I'm giving you an example where too many references cause a slowdown.
I'm not telling you that it's caused by backref walking. It does not
matter what causes it,
the point is if should we completely disable some feature if it has
performance problems for some edge case(s)?
Being the example shared extents/reflinks here.

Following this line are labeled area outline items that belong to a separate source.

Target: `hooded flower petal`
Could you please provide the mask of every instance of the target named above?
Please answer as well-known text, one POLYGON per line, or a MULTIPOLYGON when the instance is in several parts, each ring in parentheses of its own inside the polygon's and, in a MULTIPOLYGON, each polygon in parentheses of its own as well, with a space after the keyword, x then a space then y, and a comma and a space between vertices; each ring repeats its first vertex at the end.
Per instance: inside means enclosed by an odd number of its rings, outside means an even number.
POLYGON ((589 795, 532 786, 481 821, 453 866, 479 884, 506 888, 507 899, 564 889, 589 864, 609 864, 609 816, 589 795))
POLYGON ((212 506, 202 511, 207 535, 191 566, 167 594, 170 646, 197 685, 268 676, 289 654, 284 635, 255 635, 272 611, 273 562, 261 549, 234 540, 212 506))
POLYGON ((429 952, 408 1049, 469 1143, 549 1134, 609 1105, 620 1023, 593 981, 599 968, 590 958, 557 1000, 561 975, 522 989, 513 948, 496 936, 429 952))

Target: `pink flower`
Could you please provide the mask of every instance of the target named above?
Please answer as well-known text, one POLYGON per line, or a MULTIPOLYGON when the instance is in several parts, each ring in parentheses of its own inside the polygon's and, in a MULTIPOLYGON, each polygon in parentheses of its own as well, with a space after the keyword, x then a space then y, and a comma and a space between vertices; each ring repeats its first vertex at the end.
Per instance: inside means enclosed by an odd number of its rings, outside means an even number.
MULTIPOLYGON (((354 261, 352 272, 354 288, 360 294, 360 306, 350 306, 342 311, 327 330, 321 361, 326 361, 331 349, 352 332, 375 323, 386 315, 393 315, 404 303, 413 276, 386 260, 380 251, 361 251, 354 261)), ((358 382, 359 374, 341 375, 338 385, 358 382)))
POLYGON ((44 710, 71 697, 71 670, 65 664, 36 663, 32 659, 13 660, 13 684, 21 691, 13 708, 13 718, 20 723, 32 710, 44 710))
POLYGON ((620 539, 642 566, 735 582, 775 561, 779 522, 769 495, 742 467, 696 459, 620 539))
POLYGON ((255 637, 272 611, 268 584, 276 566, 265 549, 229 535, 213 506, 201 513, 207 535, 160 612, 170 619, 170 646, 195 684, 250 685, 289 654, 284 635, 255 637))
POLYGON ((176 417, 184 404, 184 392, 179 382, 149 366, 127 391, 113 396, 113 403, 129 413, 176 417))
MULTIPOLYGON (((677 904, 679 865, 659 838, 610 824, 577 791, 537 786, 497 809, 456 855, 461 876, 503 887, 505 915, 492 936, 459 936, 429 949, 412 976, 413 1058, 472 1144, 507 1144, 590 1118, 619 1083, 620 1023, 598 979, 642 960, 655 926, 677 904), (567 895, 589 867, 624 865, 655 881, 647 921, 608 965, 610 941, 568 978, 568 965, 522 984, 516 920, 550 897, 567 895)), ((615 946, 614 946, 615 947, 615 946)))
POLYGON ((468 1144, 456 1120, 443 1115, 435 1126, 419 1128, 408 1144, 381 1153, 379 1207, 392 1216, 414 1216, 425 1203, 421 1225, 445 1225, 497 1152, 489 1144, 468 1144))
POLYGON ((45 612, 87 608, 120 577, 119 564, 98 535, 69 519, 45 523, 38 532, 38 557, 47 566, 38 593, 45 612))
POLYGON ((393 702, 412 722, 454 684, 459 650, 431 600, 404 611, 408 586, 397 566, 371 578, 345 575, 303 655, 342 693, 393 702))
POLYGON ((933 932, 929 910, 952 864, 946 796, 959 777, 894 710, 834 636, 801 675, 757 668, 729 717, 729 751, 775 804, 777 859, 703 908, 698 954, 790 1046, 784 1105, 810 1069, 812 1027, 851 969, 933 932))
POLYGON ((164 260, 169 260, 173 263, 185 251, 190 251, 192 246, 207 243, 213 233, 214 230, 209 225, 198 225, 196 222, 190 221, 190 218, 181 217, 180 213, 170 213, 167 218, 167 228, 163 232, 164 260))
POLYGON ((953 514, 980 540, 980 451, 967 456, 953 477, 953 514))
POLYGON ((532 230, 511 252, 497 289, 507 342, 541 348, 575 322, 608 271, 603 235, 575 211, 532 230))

> Its execution time is only affected by the size of extent and fs tree.
>
> Completely different from the cubic growth which should be avoided.
>
>>
>>>
>>>> I don't recall ever seeing a report of such slow down or oom due to
>>>> the same file pointing to the same extent thousands of times.
>>>
>>>
>>> Then, check the test case I submitted days ago. No dedupe involved at
>>> all.
>>> IIRC, I have Cced you.
>>>
>>> https://patchwork.kernel.org/patch/9235825/
>>>
>>> And, FIEMAP ioctl has the same problem, test case is already merged into
>>> fstests, check generic/352.
>>
>>
>> Yes, I saw that.
>>
>>>
>>>> Sure it's easy to create such scenario with artificial test data for
>>>> our inband deduplication feature (and we should really strive to make
>>>> what we have stable and reliable rather than add yet more features).
>>>
>>>
>>>
>>> This can be triggered even without the dedupe. Just check the test case.
>>
>>
>> I have been around long enough to realize we can get shared extents
>> without the dedupe ioctl...
>> What I'm telling you is that instead of adding yet more ways for a
>> user to shoot himself/herself in the foot, we should fix first the
>> core problems.
>
>
> Dedupe is completely unrelated with this bug.
> The problem will exist no matter there is dedupe or not.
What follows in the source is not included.